Fishwick acquired the former Idlewild pub with his wife Mary Jane Roberts-Fishwick in December last year. The pair have spent the last few months renovating the Victorian property.
Although this will be the trained actor's first foray into running a hospitality business he is not entering alien territory. Like many in theatre, Fishwick spent periods of time between acting or producing jobs managing bars such as Slug & Lettuce and Pitcher & Piano venues.
"I knew the fundamentals of running those kinds of businesses," he told BigHospitality. "I always used to look at bars that were up for sale and say 'it is not quite the right time' or 'it is not the right area', but I always had an eye on one day going and doing it myself."
The ground floor of the corner pub will reopen today, while a first floor dining room is set to open at the end of the week. As part of a significant three-floor development, the garden has been doubled in size and the third floor of the building will feature three rooms for private and corporate events and a gallery hosting exhibitions by young UK artists.
Fishwick was determined to make the Truscott Arms a food-led business and the entrepreneur has secured chef Etienne Bruwer to head up the kitchen.
Bruwer, who last cooked in London as part of the team at Michelin-starred Galvin at Windows, has developed a pub food menu which will be served throughout the building and will include British venison dry-cured on the premises and sausage rolls created using the South African chef's own sausage recipe.

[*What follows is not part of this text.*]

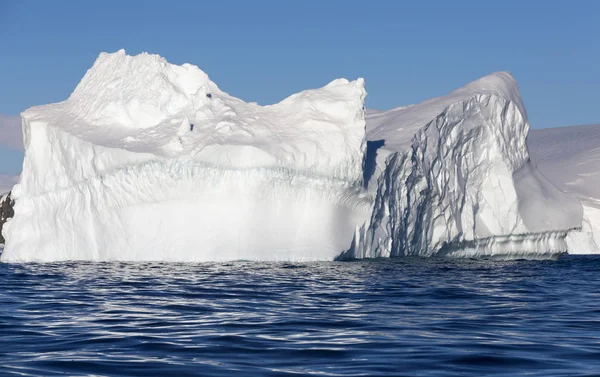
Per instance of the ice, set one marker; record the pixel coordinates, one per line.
(151, 161)
(570, 158)
(117, 172)
(454, 177)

The bar food dishes will cost from £3, meanwhile the 60-cover, first-floor restaurant's menu will feature a small number of dishes including halibut confit and braised grower salt marsh lamb belly.

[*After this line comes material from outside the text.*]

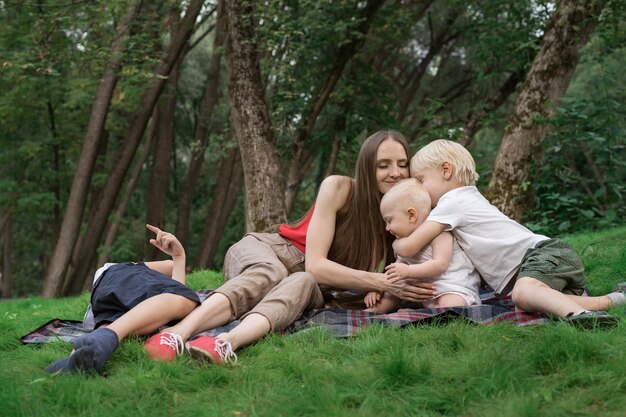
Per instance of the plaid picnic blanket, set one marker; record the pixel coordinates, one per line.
(340, 323)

Drinks on offer in the Shirland Road venue will include a selection of London craft beer, bespoke cocktails and wines from a list of over 100 which will favour small, artisan growers.
Despite his past career, Fishwick has resisted adding more nods to theatre in the property and the menus, however he said opening and running a hospitality business was very similar to producing a play.

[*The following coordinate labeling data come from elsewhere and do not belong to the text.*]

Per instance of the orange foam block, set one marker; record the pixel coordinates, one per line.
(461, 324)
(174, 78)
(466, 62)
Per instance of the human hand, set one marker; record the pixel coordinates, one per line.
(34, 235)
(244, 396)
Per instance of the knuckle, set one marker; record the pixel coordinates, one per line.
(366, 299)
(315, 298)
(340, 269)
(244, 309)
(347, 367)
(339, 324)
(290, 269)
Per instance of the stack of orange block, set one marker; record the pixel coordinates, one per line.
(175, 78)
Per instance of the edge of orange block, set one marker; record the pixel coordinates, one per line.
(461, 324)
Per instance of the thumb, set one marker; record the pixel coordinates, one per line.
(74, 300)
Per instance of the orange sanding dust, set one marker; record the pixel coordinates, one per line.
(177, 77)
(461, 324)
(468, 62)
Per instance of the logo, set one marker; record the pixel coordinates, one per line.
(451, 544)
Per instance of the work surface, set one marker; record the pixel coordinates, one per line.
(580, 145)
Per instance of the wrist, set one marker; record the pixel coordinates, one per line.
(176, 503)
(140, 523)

"The outcome of what you want is almost exactly the same," he said. "It is running a big project, it is running teams of people, and it is running creatives such as architects and chefs who are not vastly different from actors and directors.
"The ultimate goal is a night out. It has to be entertaining. Saying 'have you seen James McAvoy's Macbeth' is like saying 'have you eaten at Dinner by Heston Blumenthal' - it is one of those cultural tick-offs," he concluded.